You died 2 months ago today and it’s your niece’s first birthday. I told you she’d be walking when you got home and she is walking. I’m sure you can see her if you want to. I’ve decided that you must be close to us. I feel you. If heaven is truly paradise then you can’t be there missing us or it wouldn’t be paradise. I believe that you are not feeling the pains of this world, but you must be a part of our lives here. We just don’t get to be a part of yours. Not right now.
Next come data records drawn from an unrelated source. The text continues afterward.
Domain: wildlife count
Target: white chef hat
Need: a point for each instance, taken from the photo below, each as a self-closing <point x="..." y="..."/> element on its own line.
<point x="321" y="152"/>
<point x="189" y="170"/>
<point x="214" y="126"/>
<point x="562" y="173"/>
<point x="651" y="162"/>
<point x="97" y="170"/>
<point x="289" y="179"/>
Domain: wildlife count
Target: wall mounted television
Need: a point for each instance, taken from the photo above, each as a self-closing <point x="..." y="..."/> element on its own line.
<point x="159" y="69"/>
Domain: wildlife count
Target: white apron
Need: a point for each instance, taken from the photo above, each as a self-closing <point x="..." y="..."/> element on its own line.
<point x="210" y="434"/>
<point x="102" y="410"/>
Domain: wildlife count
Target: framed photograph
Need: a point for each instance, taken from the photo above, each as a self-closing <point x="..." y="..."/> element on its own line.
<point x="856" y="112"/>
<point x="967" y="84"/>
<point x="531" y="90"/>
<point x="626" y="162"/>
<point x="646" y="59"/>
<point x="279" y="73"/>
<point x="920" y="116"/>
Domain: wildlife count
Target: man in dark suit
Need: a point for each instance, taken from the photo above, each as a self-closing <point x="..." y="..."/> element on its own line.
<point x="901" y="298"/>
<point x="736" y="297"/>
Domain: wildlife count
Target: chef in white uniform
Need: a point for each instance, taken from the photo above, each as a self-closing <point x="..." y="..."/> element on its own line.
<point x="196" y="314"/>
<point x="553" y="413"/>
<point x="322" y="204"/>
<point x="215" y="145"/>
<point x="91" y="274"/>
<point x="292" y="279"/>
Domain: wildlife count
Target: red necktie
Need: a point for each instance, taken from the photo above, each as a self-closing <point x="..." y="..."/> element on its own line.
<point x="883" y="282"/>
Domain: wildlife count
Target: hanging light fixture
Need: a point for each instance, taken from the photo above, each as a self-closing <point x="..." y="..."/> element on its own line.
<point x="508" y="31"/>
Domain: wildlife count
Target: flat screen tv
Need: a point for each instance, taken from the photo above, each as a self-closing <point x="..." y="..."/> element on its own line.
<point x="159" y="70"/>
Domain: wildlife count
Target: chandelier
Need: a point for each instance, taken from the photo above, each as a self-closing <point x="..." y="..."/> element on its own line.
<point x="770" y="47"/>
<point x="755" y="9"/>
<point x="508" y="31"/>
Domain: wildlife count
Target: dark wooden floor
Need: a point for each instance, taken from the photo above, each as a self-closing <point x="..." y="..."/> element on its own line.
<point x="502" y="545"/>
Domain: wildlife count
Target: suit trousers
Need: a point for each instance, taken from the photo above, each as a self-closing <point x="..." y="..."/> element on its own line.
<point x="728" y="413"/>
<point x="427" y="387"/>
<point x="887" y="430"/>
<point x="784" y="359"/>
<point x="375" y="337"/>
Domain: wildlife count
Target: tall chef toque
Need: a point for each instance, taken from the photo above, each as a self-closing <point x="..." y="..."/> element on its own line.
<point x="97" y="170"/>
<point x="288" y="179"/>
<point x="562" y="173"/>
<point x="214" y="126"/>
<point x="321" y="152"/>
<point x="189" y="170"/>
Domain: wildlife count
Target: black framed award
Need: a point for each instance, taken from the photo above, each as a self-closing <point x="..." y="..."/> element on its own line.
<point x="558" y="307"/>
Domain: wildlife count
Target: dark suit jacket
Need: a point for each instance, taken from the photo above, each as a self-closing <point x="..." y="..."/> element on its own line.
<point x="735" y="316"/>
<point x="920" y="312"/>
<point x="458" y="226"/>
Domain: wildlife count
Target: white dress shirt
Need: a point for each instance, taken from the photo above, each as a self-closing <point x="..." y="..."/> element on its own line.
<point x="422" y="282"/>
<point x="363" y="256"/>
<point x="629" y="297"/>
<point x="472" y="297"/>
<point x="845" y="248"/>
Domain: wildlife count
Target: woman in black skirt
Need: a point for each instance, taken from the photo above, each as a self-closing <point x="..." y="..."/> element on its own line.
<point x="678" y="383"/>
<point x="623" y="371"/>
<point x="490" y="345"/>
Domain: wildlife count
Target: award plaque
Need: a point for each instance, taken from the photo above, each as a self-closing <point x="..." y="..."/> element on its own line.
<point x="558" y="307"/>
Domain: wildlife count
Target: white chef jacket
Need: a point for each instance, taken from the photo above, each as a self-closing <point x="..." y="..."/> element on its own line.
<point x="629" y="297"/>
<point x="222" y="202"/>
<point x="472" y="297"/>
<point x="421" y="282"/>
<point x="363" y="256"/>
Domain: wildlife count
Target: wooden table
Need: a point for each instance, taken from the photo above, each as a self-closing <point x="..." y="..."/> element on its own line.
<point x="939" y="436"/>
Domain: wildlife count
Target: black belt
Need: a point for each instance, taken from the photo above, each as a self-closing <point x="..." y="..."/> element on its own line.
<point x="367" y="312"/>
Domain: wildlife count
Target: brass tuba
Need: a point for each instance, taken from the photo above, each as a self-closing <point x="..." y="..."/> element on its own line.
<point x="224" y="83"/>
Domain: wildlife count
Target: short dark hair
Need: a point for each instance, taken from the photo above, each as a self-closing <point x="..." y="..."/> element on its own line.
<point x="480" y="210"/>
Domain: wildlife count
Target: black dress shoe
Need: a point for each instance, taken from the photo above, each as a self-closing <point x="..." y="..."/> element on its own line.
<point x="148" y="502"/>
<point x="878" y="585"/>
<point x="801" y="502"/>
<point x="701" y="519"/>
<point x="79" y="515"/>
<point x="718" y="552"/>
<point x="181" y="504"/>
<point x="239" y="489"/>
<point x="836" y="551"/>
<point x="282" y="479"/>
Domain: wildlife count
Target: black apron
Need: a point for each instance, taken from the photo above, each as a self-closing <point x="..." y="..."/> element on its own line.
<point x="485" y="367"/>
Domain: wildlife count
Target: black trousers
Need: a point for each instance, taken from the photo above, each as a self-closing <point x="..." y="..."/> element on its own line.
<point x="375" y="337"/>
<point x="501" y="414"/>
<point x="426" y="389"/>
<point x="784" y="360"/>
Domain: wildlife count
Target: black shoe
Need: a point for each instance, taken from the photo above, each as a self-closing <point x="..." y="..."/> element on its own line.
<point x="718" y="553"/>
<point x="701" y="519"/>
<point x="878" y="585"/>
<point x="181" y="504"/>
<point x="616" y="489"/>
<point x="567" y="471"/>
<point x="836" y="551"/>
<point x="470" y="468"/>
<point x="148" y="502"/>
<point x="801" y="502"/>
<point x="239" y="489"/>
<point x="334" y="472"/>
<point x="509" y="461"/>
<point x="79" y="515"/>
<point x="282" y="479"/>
I’ve been wanting to write, because it seems to help at times, but your sister and your sweet nieces came to visit me and it was really nice to have them to myself for a bit, away from the madness in Colorado. I foolishly thought they would distract me from my grief. Do you remember accusing me of paying attention to nobody else when the granddaughters were around? Although I did love every minute with them last week, I still can’t stop thinking about you no matter who I am with. Right now nothing else seems to matter.
I have learned that grief demands to be felt. I kept it in the best I could for almost a week, crying only in bed, but when I was finally able, I cried from 9 PM until after midnight. Just when I think I feel a little better, something triggers my emotions and I cannot stop the grief. I miss you so much, Buddy. I cannot seem to figure out how to live in this world without you. When you left, a bright light was extinguished in my world and I feel as though I am not living, but simply existing. I don’t feel like I care about things that I once cared about. Sometimes nothing seems to matter. Now that Ray has a permanent job, we could buy a house again, but it doesn’t really matter. I could have a better kitchen and enjoy culinary creativity like I used to, but I no longer care. I could put make-up on my face or wear something other than sweats, but it just doesn’t matter. Sometimes nothing matters but missing you. I am really good at that.